As lawmakers look to 2013 for the next chance to tackle a comprehensive tax code overhaul, Obama’s plan also puts him in approximate alignment with the major Republican presidential challengers, minimizing corporate taxes as a campaign issue.
“It’s a framework that lowers the corporate tax rate and broadens the tax base in order to increase competitiveness for companies across the nation,” Obama said in a statement.
Corporations would have to give up dozens of cherished loopholes and subsidies that they now enjoy. Corporations with overseas operations would also face an unspecified minimum tax on their foreign earnings.
Obama also would set a minimum tax on the foreign earning of US companies.

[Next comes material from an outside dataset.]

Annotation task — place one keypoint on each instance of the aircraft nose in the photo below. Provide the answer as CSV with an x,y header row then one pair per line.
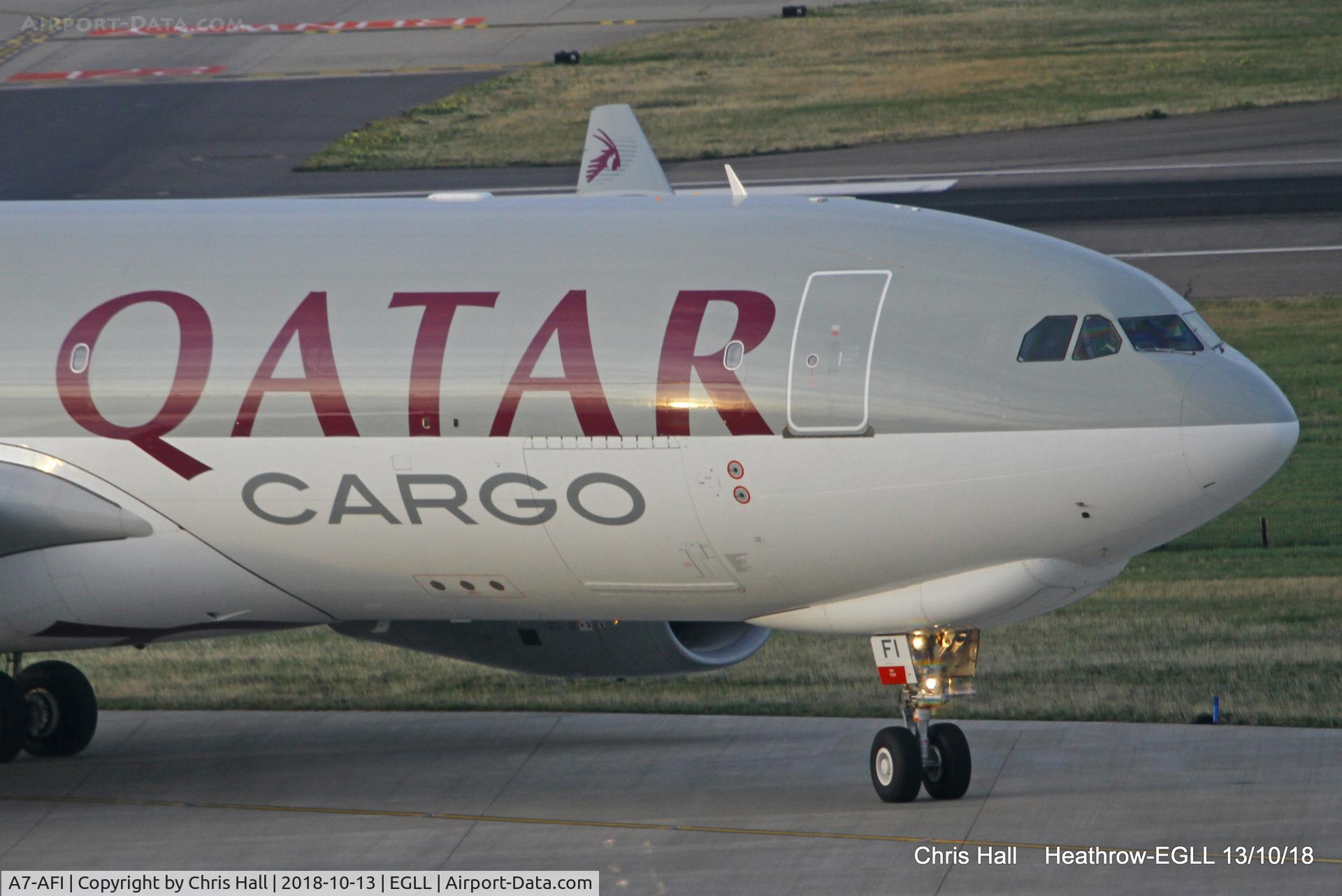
x,y
1238,427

Obama’s plan was immediately criticized as inadequate by numerous business groups, while others said the plan was a step in the right direction, but short on details.
Republican reaction was mixed. House Ways and Means Committee chairman Dave Camp said he appreciated the administration’s plan, though it set a corporate tax rate that is higher than the 25% he has proposed. He faulted Obama, however, for not offering a wholesale overhaul of the entire tax system for businesses and individuals.
“While this is a good step by the administration, I will borrow from the president’s own words to Congress from just yesterday: ‘Don’t stop here. Keep going,'” Camp said in a statement. But seantor Orrin Hatch, the top Republican on the Senate Finance Committee, dismissed the president’s plan as a “set of bullet points designed more for the campaign trail than an actual blueprint for fixing our tax code.”
Republican presidential hopeful Mitt Romney on Wednesday unveiled tax proposals of his own, calling for capping the individual income tax rate at 28 percent, down from 35 percent, and slashing the corporate rate to 25 percent.
Romney, the former governor of Massachusetts, on Wednesday proposed a tax overhaul that he said would cut Americans’ tax rates by 20 percent and limit deductions for the wealthy.
His plan included some standard Republican wish list items, such as reducing the top corporate tax rate to 25 percent, eliminating the inheritance tax and repealing the alternative minimum tax. Romney also proposed some limits on tax deductions.
Republican rival Rick Santorum would cut the top corporate tax rate to 17.5 percent and exempt manufacturers from paying it entirely. Newt Gingrich would cut it to 12.5 percent.
Some U.S. companies pay close to the 35 percent top corporate tax rate; some pay nowhere near that, thanks to tax breaks that let them lower their “effective” tax rates.
Of the 30 companies that make up the Dow Jones industrial average, 19 told shareholders that their effective tax rate for their 2011 fiscal years (mostly ending December 31) was lower than Obama’s proposed new tax rate.
Treasury secretary Timothy Geithner, who rolled out the plan on Wednesday morning, acknowledged that the debate “will be politically contentious.”
“Some will say these proposals are too tough on business, and others will say that they’re not tough enough,” he said.